King had earlier estimated that the housing would cost $100 to $120 million annually. When the single point of access was proposed in New York City in 2007, the cost just to the city was $68 million annually, according to estimates from advocates, while the City Council projected it would cost $75 to $100 million a year. Currently, only people with an AIDS diagnosis are eligible for Medicaid, housing subsidies, food stamps, and other government benefits.

“That’s a huge, huge one,” said Gina Quattrochi, the chief executive officer of Bailey House, an AIDS housing group, referring to the single point of access. “That’s going to cost a lot of money.”

Budget documents suggest that people with HIV will be included in a $116 million item to build 5,000 housing units over five years, though those units are also for people with special needs and others who are homeless. Another $27 million will be used for rental assistance for people with AIDS. Those dollars are from a one-time $440 million settlement from a lawsuit.

The budget partially decriminalizes possessing syringes and it bars police and prosecutors from using condoms as evidence when the person possessing the condoms is charged with a misdemeanor or violation. The task force’s plan sought full decriminalization of needle possession and favored an outright ban on using condoms as evidence in any crime. Condoms are typically used as evidence when a person is charged with prostitution, which is a misdemeanor.

Gay City News was told that the budget contains funds to pay for pre-exposure prophylaxis (PrEP), anti-HIV drugs for HIV-negative people to prevent them from becoming infected. As the newspaper went to press, that allocation could not be found in details provided by the governor’s office online.

In June, Cuomo endorsed the plan that will use PrEP, post-exposure prophylaxis (PEP), and treatment as prevention (TasP) to prevent new HIV infections. HIV-positive people who adhere to their treatment regimen are generally regarded as non-infectious. The goal is to reduce new HIV infections in New York from the current roughly 3,000 annually to 750 by 2020.

Earlier comments by Dan O’Connell, the director of the state AIDS Institute, suggested the Cuomo administration was not going to spend a great deal of new cash on the plan.

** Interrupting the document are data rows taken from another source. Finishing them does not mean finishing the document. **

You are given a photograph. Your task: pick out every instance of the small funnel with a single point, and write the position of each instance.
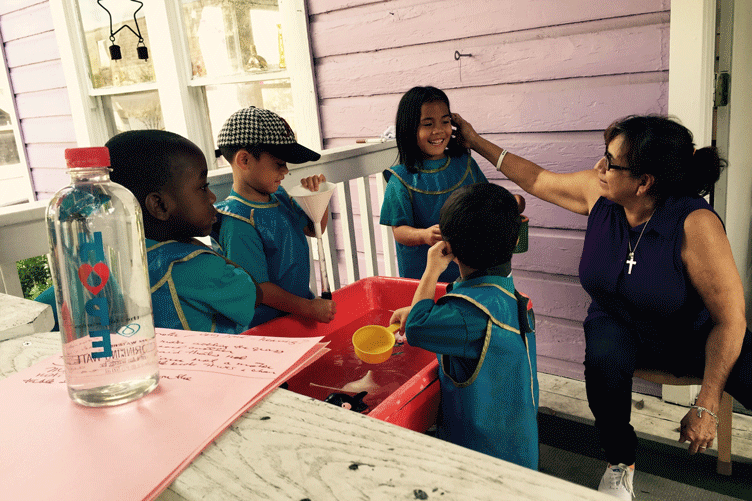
(314, 204)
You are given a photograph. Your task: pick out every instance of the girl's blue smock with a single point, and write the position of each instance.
(487, 367)
(415, 199)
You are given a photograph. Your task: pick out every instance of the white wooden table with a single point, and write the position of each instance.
(291, 447)
(19, 317)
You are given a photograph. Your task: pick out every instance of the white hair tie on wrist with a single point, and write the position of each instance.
(501, 159)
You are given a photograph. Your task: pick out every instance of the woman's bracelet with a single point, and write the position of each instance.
(699, 413)
(501, 159)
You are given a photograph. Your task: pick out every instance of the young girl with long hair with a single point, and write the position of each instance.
(432, 166)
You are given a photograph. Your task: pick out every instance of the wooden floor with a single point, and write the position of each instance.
(652, 419)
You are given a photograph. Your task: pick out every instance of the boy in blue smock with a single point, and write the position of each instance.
(482, 330)
(261, 227)
(192, 287)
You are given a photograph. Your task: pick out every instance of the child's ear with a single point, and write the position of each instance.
(157, 206)
(243, 159)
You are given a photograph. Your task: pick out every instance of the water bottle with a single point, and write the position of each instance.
(98, 261)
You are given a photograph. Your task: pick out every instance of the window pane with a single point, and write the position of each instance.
(137, 110)
(233, 37)
(14, 179)
(224, 100)
(129, 70)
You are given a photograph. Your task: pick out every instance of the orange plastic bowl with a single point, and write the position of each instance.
(373, 343)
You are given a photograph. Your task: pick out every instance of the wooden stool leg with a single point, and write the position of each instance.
(724, 435)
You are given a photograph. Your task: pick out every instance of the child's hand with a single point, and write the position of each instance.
(400, 317)
(432, 234)
(439, 257)
(465, 133)
(313, 182)
(322, 310)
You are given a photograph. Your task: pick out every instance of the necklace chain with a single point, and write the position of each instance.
(630, 258)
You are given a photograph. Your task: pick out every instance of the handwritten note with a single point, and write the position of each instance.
(134, 451)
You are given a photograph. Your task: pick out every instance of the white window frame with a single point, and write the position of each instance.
(15, 126)
(182, 98)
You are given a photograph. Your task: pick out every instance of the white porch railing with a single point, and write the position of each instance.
(355, 169)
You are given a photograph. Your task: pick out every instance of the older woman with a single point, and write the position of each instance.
(658, 266)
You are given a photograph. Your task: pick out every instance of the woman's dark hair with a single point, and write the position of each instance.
(408, 120)
(662, 147)
(482, 224)
(142, 160)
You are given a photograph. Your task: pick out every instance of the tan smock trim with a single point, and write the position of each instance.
(440, 192)
(171, 285)
(472, 378)
(241, 218)
(488, 339)
(485, 310)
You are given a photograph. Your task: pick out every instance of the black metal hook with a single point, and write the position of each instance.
(114, 49)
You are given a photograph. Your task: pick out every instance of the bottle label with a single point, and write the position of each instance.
(97, 307)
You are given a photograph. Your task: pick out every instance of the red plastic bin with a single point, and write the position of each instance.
(408, 387)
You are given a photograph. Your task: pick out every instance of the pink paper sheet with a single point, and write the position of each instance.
(53, 448)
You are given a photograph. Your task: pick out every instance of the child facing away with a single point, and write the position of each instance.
(261, 227)
(482, 330)
(432, 165)
(192, 287)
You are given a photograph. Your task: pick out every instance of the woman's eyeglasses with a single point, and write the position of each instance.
(610, 166)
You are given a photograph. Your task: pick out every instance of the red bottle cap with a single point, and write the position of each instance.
(96, 156)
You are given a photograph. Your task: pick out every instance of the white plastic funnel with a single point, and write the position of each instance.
(314, 204)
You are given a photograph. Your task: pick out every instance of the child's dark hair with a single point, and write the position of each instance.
(229, 151)
(481, 222)
(142, 160)
(662, 147)
(408, 120)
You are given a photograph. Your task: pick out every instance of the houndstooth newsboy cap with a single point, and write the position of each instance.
(253, 125)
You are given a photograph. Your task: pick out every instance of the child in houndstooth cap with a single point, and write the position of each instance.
(260, 227)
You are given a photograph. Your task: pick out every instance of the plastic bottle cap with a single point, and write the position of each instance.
(95, 156)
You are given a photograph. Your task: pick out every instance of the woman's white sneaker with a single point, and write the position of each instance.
(617, 481)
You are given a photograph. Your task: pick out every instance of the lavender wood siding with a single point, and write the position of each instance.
(39, 87)
(545, 78)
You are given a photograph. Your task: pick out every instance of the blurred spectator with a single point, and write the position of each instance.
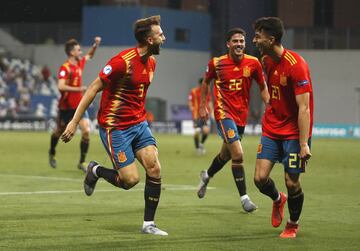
(19, 81)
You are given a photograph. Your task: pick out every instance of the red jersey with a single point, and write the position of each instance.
(127, 80)
(195, 99)
(70, 100)
(232, 86)
(286, 79)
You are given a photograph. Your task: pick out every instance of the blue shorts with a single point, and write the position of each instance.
(229, 131)
(200, 123)
(282, 151)
(121, 145)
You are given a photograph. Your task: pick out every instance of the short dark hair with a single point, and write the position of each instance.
(233, 31)
(69, 45)
(272, 26)
(142, 27)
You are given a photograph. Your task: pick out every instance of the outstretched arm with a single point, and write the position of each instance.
(90, 54)
(86, 100)
(302, 101)
(203, 112)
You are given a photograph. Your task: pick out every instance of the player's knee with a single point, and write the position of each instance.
(225, 157)
(130, 182)
(292, 186)
(154, 171)
(206, 130)
(238, 159)
(260, 180)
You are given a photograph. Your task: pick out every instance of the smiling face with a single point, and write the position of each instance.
(76, 52)
(263, 42)
(156, 39)
(236, 45)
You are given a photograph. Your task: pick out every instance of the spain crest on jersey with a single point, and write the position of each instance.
(283, 80)
(231, 133)
(122, 157)
(246, 71)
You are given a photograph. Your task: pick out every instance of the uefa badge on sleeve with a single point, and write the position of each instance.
(122, 157)
(107, 69)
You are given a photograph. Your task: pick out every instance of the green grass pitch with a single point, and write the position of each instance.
(45, 209)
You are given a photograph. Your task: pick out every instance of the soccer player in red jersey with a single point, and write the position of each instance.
(287, 123)
(123, 128)
(233, 74)
(71, 89)
(201, 127)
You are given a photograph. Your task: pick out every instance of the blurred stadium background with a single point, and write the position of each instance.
(32, 33)
(45, 209)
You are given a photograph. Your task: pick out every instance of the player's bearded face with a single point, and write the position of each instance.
(158, 39)
(236, 45)
(76, 52)
(262, 42)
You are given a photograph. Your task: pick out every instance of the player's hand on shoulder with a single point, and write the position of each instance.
(97, 40)
(69, 132)
(305, 152)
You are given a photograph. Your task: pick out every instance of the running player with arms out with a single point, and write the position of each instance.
(71, 89)
(233, 74)
(287, 123)
(201, 127)
(124, 132)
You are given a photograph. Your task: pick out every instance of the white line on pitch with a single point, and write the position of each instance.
(170, 187)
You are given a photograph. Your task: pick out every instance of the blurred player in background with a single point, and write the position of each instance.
(233, 74)
(123, 128)
(201, 127)
(287, 123)
(71, 90)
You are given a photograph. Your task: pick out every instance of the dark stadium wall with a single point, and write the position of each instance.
(183, 30)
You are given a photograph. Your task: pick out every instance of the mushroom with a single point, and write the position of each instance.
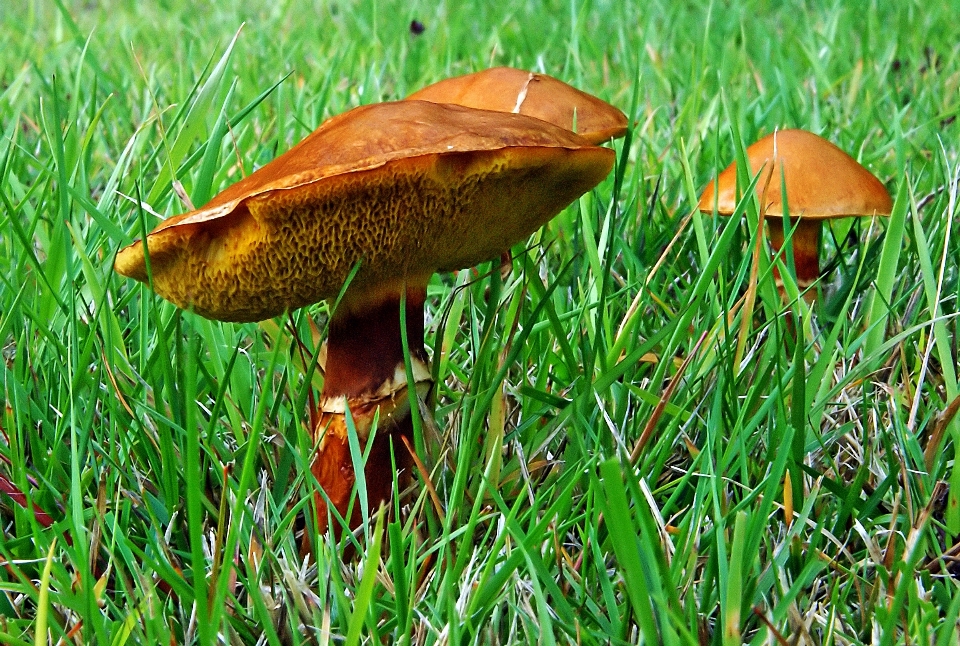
(506, 89)
(389, 193)
(822, 182)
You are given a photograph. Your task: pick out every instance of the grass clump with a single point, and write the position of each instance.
(626, 452)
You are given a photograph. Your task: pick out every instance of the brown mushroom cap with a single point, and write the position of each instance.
(504, 88)
(822, 180)
(405, 189)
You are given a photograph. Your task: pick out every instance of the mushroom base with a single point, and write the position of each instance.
(388, 458)
(365, 373)
(806, 248)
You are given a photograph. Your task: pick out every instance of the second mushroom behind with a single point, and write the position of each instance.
(382, 196)
(820, 181)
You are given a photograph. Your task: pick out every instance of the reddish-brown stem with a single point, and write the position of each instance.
(364, 359)
(806, 244)
(365, 348)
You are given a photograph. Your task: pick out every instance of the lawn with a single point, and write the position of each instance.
(635, 438)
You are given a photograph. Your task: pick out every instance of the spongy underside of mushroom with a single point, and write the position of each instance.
(507, 89)
(431, 213)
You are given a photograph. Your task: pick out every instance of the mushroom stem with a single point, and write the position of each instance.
(806, 246)
(365, 373)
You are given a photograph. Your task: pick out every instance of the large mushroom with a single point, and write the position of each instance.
(394, 192)
(822, 182)
(507, 89)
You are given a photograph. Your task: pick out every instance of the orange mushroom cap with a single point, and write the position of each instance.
(405, 189)
(822, 180)
(506, 89)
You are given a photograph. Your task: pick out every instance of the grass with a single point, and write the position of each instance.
(621, 434)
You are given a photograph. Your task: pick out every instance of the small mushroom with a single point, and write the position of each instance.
(394, 192)
(506, 89)
(822, 182)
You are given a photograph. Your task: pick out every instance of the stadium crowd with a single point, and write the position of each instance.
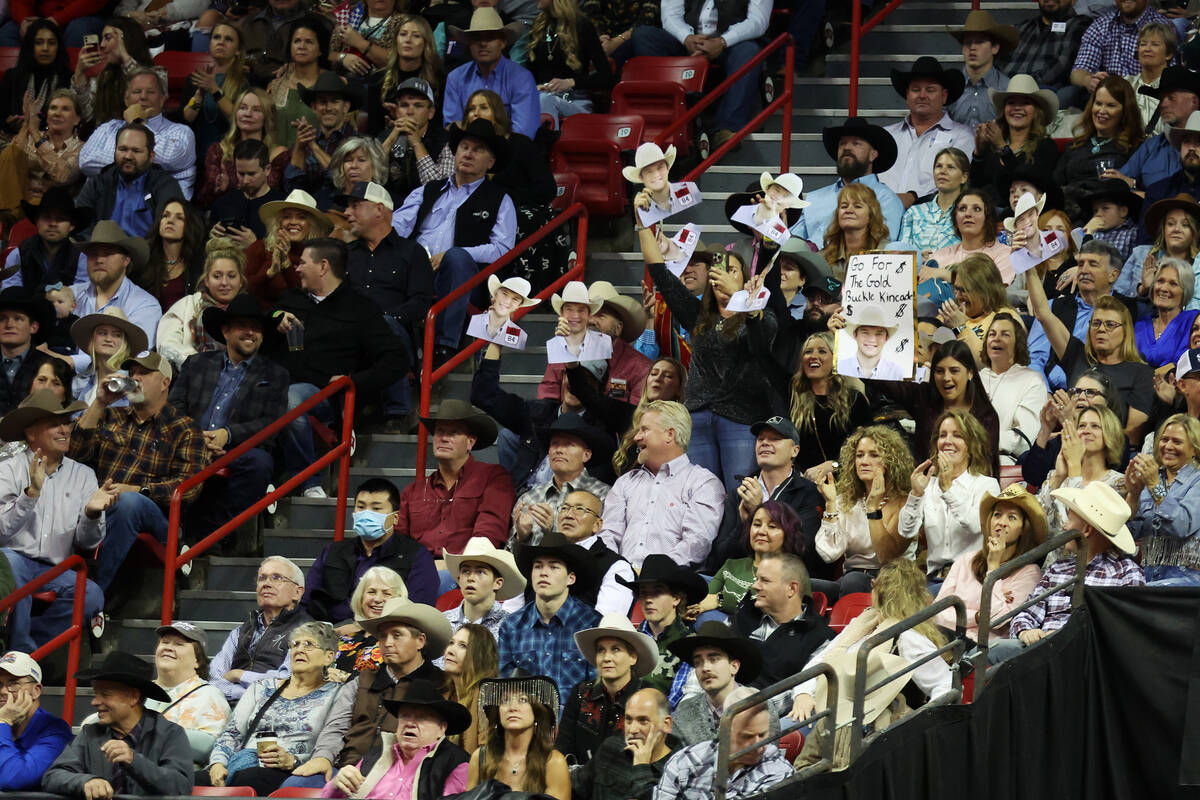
(195, 265)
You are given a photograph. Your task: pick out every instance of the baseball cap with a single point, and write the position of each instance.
(415, 86)
(151, 361)
(780, 425)
(367, 191)
(1187, 364)
(185, 630)
(19, 665)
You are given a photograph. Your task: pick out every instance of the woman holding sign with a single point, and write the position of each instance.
(729, 390)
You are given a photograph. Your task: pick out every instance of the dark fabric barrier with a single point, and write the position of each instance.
(1107, 708)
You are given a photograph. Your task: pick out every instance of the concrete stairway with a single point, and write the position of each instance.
(221, 593)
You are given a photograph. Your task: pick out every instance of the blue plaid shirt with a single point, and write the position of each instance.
(549, 649)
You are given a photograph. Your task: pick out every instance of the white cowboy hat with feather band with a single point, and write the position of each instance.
(791, 184)
(481, 549)
(648, 154)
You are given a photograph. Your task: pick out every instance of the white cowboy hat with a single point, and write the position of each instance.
(480, 548)
(617, 626)
(300, 200)
(427, 619)
(516, 286)
(575, 292)
(870, 316)
(647, 154)
(1175, 136)
(1099, 505)
(1024, 204)
(791, 184)
(1023, 84)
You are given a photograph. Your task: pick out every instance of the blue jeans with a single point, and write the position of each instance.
(132, 515)
(737, 106)
(399, 397)
(1164, 575)
(29, 633)
(721, 446)
(457, 266)
(298, 449)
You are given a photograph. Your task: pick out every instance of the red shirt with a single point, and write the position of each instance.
(480, 504)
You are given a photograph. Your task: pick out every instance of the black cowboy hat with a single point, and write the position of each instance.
(928, 67)
(127, 669)
(423, 692)
(724, 638)
(485, 132)
(481, 426)
(28, 302)
(243, 306)
(330, 83)
(555, 543)
(58, 198)
(1041, 180)
(663, 569)
(1111, 188)
(570, 423)
(1176, 78)
(874, 134)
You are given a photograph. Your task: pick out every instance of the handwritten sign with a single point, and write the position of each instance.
(880, 338)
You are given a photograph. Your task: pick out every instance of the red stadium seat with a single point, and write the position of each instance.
(658, 89)
(568, 185)
(223, 792)
(592, 146)
(847, 608)
(450, 600)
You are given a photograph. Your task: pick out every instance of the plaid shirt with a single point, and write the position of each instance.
(1110, 44)
(690, 774)
(1045, 53)
(1110, 569)
(549, 649)
(156, 455)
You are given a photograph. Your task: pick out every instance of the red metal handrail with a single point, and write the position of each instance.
(430, 376)
(174, 559)
(75, 631)
(857, 30)
(781, 101)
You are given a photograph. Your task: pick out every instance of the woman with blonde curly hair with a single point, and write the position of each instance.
(857, 227)
(862, 509)
(252, 119)
(567, 59)
(825, 407)
(947, 489)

“New York already spends more money than any other state on HIV services,” O’Connell said on a January 13 appearance on Capital New York, an Albany cable news program. “It’s not so much a huge new investment. It’s being as smart as we possibly can and being as aggressive as we possibly can to eliminate new infections and to keep people from progressing from HIV to AIDS.”

State law allows the governor to amend the proposed budget for 30 days and then the Legislature votes up or down on it. Even before Cuomo’s speech, advocates were saying they were prepared to fight for their proposals.

Their position did not change.

“There would have to be a new state allocation,” Quattrochi said. “The whole plan cannot be implemented with no new money.”